A brand new solar farm has been proposed for Tayside, with the allocation of 70,000 free-standing panels expected to provide the local area with an energy boost.
The plans have been set for a 100-acre greenfield site in the Carse of Gowrie and the panels would help to generate clean, renewable energy which can be fed back into the National Grid.
Despite two solar farm schemes having received planning permission in Scotland, at Lothian and Grampian, there has been no solar PV sites completed as of yet.
The local public have not yet been given a huge amount of information about the scheme, but an exhibition is set to be held at the West Carse Public Hall from October 2nd.
Despite the fact that plans have yet to be submitted to the local council, member of the Scottish Parliament Murdo Fraser has supported the scheme.
“Solar energy has proven to work well on small privately owned installations. Plans for larger installations have the potential to be just as successful," he said.
“Solar energy schemes are traditionally less obtrusive than other forms of renewable energy.”

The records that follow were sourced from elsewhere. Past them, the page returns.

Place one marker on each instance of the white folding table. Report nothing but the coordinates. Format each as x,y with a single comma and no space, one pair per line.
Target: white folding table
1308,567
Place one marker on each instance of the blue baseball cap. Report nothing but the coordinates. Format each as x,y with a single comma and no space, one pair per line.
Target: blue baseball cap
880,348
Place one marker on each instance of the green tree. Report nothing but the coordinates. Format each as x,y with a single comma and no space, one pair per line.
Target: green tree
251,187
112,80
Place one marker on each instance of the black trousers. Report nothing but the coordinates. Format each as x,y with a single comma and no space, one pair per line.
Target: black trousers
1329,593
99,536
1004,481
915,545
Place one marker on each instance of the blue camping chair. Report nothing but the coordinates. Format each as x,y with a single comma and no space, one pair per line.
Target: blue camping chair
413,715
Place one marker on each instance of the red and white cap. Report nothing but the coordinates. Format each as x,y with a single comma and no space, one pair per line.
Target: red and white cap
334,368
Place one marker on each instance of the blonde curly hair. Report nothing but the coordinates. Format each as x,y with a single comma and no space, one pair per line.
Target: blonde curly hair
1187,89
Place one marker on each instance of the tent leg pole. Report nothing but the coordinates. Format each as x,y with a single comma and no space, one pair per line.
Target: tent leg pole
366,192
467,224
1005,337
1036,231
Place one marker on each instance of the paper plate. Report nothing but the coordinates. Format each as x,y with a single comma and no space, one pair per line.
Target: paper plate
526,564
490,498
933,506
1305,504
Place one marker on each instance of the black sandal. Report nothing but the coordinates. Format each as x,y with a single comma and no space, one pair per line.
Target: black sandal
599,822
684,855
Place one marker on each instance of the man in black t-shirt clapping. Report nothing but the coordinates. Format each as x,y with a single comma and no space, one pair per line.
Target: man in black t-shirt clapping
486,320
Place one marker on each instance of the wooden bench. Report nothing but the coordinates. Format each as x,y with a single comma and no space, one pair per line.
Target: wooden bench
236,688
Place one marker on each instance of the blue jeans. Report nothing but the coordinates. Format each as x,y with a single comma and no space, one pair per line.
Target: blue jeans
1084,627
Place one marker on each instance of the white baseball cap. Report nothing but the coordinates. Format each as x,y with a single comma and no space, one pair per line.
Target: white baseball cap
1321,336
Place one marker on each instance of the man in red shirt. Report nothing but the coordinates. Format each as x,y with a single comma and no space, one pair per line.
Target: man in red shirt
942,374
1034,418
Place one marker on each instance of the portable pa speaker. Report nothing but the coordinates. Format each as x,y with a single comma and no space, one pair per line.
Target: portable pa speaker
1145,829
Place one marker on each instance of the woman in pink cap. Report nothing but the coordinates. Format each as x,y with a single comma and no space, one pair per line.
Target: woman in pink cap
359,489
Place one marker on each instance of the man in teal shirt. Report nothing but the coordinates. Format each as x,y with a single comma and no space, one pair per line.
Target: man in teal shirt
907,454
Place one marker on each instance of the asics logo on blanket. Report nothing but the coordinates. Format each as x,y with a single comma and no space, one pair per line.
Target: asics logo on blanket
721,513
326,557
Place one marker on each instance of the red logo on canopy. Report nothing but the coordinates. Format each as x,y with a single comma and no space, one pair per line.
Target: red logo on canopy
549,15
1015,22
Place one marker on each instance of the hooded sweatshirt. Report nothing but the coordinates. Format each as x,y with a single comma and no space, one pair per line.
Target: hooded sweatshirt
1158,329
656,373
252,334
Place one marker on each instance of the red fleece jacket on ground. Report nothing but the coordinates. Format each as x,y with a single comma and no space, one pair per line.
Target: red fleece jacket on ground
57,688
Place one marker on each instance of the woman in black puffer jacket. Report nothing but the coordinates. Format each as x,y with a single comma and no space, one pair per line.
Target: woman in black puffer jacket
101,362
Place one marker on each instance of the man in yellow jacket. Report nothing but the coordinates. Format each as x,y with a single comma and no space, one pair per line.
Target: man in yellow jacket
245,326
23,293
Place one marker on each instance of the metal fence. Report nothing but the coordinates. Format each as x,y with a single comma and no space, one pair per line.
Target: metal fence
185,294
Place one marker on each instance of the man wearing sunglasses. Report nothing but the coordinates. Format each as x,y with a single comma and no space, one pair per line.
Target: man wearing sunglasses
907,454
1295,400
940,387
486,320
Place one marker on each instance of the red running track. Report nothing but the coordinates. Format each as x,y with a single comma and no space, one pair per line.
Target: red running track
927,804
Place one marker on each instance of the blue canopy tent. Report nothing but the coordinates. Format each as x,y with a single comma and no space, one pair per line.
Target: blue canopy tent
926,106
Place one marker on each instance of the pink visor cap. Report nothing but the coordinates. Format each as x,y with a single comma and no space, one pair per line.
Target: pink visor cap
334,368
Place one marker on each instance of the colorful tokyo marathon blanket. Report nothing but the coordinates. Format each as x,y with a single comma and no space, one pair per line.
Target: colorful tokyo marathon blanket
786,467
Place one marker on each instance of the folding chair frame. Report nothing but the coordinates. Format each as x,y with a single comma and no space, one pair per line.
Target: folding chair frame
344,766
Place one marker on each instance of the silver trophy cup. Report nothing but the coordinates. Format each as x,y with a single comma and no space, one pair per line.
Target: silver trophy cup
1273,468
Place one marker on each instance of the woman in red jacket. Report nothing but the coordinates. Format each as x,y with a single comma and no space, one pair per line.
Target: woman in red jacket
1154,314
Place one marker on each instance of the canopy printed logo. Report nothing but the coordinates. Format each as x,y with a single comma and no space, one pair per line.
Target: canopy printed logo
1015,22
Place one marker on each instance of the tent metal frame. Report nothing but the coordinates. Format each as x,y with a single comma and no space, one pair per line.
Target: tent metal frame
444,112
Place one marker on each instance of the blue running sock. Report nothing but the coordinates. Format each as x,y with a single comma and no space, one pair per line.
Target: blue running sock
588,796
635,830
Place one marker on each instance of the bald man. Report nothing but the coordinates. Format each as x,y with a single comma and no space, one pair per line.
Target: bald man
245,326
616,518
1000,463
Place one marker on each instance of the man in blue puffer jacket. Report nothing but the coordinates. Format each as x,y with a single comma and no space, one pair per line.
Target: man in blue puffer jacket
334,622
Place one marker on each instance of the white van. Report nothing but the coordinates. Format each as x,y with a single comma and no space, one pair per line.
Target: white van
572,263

When discussing privately owned installations, Mr Fraser could have been talking about solar panels on domestic properties throughout Scotland.
Scottish residents can benefit from the technology and make the most of later hours of daylight experienced in the north of the British Isles.
By taking up a Green Deal scheme, householders can have the technology installed on their property with no upfront cost, and the bills will be repaid following savings on energy bills.
Once they have been fully repaid, householders can reap the benefits of cheaper energy bills in the long term.
Furthermore, if a household makes the most of the government's feed-in tariff, the domestic solar allocation can even help to generate income, by sending electricity back to the National Grid.
Residents will also be pleased to hear that both the Green Deal and the feed-in tariff can work in harmony to provide additional benefits.